Ice
- Cover for the 1st UK edition
- Author: Anna Kavan
- Language: English
- Genres: Dystopia, Surrealism
- Publisher: Peter Owen Publishers
- Publication date: 1967
- Publication place: United Kingdom
- Pages: 158

= Ice (Kavan novel) =

1967 novel by Anna Kavan

Ice is a novel by British writer Anna Kavan, published in 1967. Ice was Kavan's last work to be published before her death, the first to land her mainstream success, and remains her best-known work. Generally regarded as genre-defying, it has been labelled a work of science fiction, Nouveau roman, and slipstream fiction.

In 2017 Penguin Books published for the Penguin Classics a 50th anniversary edition. The edition contains a foreword by Jonathan Lethem and an afterword by Kate Zambreno.

== Background ==
Kavan completed an early draft of Ice in March 1964. It was first submitted to Weidenfeld & Nicolson by Francis King but was rejected. It was then accepted by Peter Owen, though he expressed doubts about the manuscript, citing a deficiency of character and narrative. Kavan defended the work, writing that "it is not meant to be realistic writing. It's a sort of present day fable..." She "saw the story as one of those recurring dreams ... which at times become nightmare. This dreamlike atmosphere is the essence of the [novel]." Early readers described the novel as a cross between the work of Kafka and British television series The Avengers, which Kavan felt was an apt description.

Over the next six months, the manuscript went through extensive revisions. Owen accepted the manuscript again, and convinced Kavan to change the title from The Ice World to simply Ice.

Like most of Kavan's novels, Ice contains autobiographical elements that are fictionalized, but for this novel in particular are used in a surrealistic sense: Kavan's extensive travelling, her marriage to artist Stuart Edmonds, and her unhappy childhood are important inspirations for elements of the novel. The imagery of ice was inspired by Kavan's time in New Zealand, when she was not far from Antarctica. The Madagascan Indris, an element which reoccurs throughout the story, came to Kavan after watching a David Attenborough nature documentary.

== Plot outline ==
Ice is set during an apocalypse in which a massive, monolithic ice shelf, caused by nuclear war, is engulfing the earth. The male protagonist, and narrator of the story, spends the narrative feverishly pursuing a young, nameless woman, and contemplating the overwhelming but conflicting feelings he has for her, that slowly end up being intruded by the worsening atmosphere of the setting. Initially he must negotiate the presence of the woman's husband and later he faces more serious opposition from the Warden who seeks to keep her under his control. Christopher Priest, in his introduction to the novel, writes that the book is "virtually plotless" and "told in scenes of happenstance and coincidence."

== Style and themes ==
Ice has been described as dreamlike, cryptic, unsettling, and hallucinogenic. There are no named characters, and the plot and geography of the story may seem arbitrary by the standards of realistic or popular fiction. The narrative is regularly interrupted by dreams and hallucinations, and it is suggested that the narrator is delusional.

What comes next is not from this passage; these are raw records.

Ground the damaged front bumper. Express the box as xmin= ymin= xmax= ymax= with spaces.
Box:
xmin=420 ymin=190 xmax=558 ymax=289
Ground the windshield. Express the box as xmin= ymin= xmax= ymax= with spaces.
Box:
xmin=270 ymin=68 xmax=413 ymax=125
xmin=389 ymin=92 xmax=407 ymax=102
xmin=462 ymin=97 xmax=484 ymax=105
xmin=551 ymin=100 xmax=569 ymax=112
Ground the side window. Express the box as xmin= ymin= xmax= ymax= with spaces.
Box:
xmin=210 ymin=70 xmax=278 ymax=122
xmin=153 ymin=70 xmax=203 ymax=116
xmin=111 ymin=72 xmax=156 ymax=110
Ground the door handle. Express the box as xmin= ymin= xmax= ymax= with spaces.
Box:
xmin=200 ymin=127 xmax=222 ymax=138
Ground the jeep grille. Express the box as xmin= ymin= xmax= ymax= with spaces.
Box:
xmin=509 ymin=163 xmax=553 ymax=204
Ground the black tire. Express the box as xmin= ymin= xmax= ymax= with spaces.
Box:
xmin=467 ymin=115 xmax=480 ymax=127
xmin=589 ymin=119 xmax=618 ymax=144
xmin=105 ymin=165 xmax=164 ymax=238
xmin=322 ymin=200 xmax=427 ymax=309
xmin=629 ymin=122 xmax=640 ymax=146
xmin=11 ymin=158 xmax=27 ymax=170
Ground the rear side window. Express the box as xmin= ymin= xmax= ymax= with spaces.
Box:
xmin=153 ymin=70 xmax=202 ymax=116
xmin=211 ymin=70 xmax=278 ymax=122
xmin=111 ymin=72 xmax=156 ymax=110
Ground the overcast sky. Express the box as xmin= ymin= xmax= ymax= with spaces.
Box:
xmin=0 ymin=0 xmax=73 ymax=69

Attention has been paid to the recurring imagery of coldness and encroaching ice, which is commonly associated with Kavan's struggles with heroin addiction and mental illness. Other critics argue that the symbolism resists straightforward biographical interpretations.

The novel's preoccupations with violent sexuality and female agency have invited feminist interpretations.

== Reception ==
Ice was Kavan's first major literary success. After the publication of the novel, she was profiled in the September 1967 edition of Nova, alongside Jean Rhys. Brian Aldiss, whose work Kavan admired, praised it as the best science fiction novel of 1967. In 1968, a week after Kavan's death, Doubleday published Ice in the United States on the advice of Aldiss.

== Legacy ==
The British band Squid wrote the song "Peel St." on their 2021 album Bright Green Field as a tribute to Kavan, with its lyrics extensively referencing scenes in Ice; the title of the album comes from an earlier short story by Kavan.